Renault–Nissan–Mitsubishi Alliance
perusahaan asal Jepang / From Wikipedia, the free encyclopedia
Renault–Nissan–Mitsubishi Alliance adalah sebuah aliansi strategis antara Renault (berkantor pusat di Boulogne-Billancourt, Prancis), Nissan (berkantor pusat di Yokohama, Jepang) dan Mitsubishi Motors (berkantor pusat di Tokyo, Jepang). Ketiganya bersama-sama menjual sepersembilan dari total mobil yang berhasil terjual di seluruh dunia.[1] Awalnya dikenal sebagai Renault–Nissan Alliance, Renault dan Nissan menjadi mitra strategis pada tahun 1999 dengan mempekerjakan hampir 450.000 orang dan mengendalikan sepuluh merek besar, yakni Renault, Nissan, Mitsubishi,[2] Infiniti, Renault Samsung, Dacia, Alpine, Datsun, Venucia, dan Lada.[3] Aliansi ini berhasil menjual 10,6 juta unit kendaraan pada tahun 2017, sehingga menjadikannya produsen kendaraan kecil terkemuka di dunia.[4] Aliansi ini mengubah namanya menjadi seperti sekarang pada bulan September 2017, setahun setelah Nissan mengakuisisi mayoritas saham Mitsubishi dan menjadikannya mitra di aliansi ini.[5]
Hingga Desember 2019[update], aliansi ini adalah salah satu produsen kendaraan listrik terkemuka di dunia, dengan berhasil menjual lebih dari 800.000 unit kendaraan listrik sejak tahun 2010.[6] Produk kendaraan listrik paling laku dari aliansi ini adalah Nissan Leaf dan Renault Zoe.
Kemitraan strategis antara Renault, Nissan, dan Mitsubishi bukan merupakan sebuah penggabungan atau akuisisi.

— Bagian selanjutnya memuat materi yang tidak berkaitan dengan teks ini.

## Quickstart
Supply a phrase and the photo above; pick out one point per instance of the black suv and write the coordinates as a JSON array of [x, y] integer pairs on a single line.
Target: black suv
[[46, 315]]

Ketiganya bermitra melalui perjanjian saling berbagi. Kemitraan ini sangat unik selama tren konsolidasi pada dekade 1990-an dan kemudian juga diikuti oleh General Motors dan PSA Group,[7] dan Mitsubishi, serta Volkswagen Group dan Suzuki,[8] walaupun akhirnya gagal.[9] Aliansi ini pun telah memperluas cakupannya, dengan membentuk kemitraan tambahan dengan sejumlah produsen otomotif lain, seperti Daimler asal Jerman dan Dongfeng asal Tiongkok.[8]
Pasca penangkapan dan penahanan chairman dan CEO aliansi ini, Carlos Ghosn, pada bulan November 2018, yang kemudian diikuti oleh pemberhentiannya dari aliansi ini, analis pers pun mempertanyakan stabilitas dan eksistensi jangka panjang dari aliansi ini.[10] Analis juga mencatat bahwa karena strategi bisnis terbaru dari anggota aliansi ini bersifat interdependen, maka upaya untuk merestrukturisasi aliansi ini dapat berdampak kontraproduktif terhadap semua anggota aliansi ini.[11]